[PATCH 8/9] mm, page_alloc: drain all pcplists during memory offline

From: Vlastimil Babka
Date: Tue Sep 22 2020 - 10:37:50 EST


drain_all_pages() is optimized to only execute on cpus where pcplists are not
empty. The check can however race with a free to pcplist that has not yet
increased the pcp->count from 0 to 1. Make the drain optionally skip the racy
check and drain on all cpus, and use it in memory offline context, where we
want to make sure no isolated pages are left behind on pcplists.

Signed-off-by: Vlastimil Babka <vbabka@xxxxxxx>
---
include/linux/gfp.h | 1 +
mm/memory_hotplug.c | 4 ++--
mm/page_alloc.c | 29 ++++++++++++++++++++---------
3 files changed, 23 insertions(+), 11 deletions(-)
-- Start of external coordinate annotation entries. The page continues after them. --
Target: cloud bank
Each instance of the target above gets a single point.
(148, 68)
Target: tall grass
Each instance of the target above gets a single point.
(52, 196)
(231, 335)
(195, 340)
diff --git a/include/linux/gfp.h b/include/linux/gfp.h
index 67a0774e080b..cc52c5cc9fab 100644
--- a/include/linux/gfp.h
+++ b/include/linux/gfp.h
@@ -592,6 +592,7 @@ extern void page_frag_free(void *addr);

void page_alloc_init(void);
void drain_zone_pages(struct zone *zone, struct per_cpu_pages *pcp);
+void __drain_all_pages(struct zone *zone, bool page_isolation);
void drain_all_pages(struct zone *zone);
void drain_local_pages(struct zone *zone);

diff --git a/mm/memory_hotplug.c b/mm/memory_hotplug.c
index 08f729922e18..bbde415b558b 100644
--- a/mm/memory_hotplug.c
+++ b/mm/memory_hotplug.c
@@ -1524,7 +1524,7 @@ int __ref offline_pages(unsigned long start_pfn, unsigned long nr_pages)
goto failed_removal;
}

- drain_all_pages(zone);
+ __drain_all_pages(zone, true);

arg.start_pfn = start_pfn;
arg.nr_pages = nr_pages;
@@ -1588,7 +1588,7 @@ int __ref offline_pages(unsigned long start_pfn, unsigned long nr_pages)
*/
ret = test_pages_isolated(start_pfn, end_pfn, MEMORY_OFFLINE);
if (ret)
- drain_all_pages(zone);
+ __drain_all_pages(zone, true);
} while (ret);

/* Mark all sections offline and remove free pages from the buddy. */
diff --git a/mm/page_alloc.c b/mm/page_alloc.c
index 4e37bc3f6077..33cc35d152b1 100644
--- a/mm/page_alloc.c
+++ b/mm/page_alloc.c
@@ -2960,14 +2960,7 @@ static void drain_local_pages_wq(struct work_struct *work)
preempt_enable();
}

-/*
- * Spill all the per-cpu pages from all CPUs back into the buddy allocator.
- *
- * When zone parameter is non-NULL, spill just the single zone's pages.
- *
- * Note that this can be extremely slow as the draining happens in a workqueue.
- */
-void drain_all_pages(struct zone *zone)
+void __drain_all_pages(struct zone *zone, bool force_all_cpus)
{
int cpu;

@@ -3006,7 +2999,13 @@ void drain_all_pages(struct zone *zone)
struct zone *z;
bool has_pcps = false;

- if (zone) {
+ if (force_all_cpus) {
+ /*
+ * The pcp.count check is racy, some callers need a
+ * guarantee that no cpu is missed.
+ */
+ has_pcps = true;
+ } else if (zone) {
pcp = per_cpu_ptr(zone->pageset, cpu);
if (pcp->pcp.count)
has_pcps = true;
@@ -3039,6 +3038,18 @@ void drain_all_pages(struct zone *zone)
mutex_unlock(&pcpu_drain_mutex);
}

+/*
+ * Spill all the per-cpu pages from all CPUs back into the buddy allocator.
+ *
+ * When zone parameter is non-NULL, spill just the single zone's pages.
+ *
+ * Note that this can be extremely slow as the draining happens in a workqueue.
+ */
+void drain_all_pages(struct zone *zone)
+{
+ __drain_all_pages(zone, false);
+}
+
#ifdef CONFIG_HIBERNATION

/*
--
2.28.0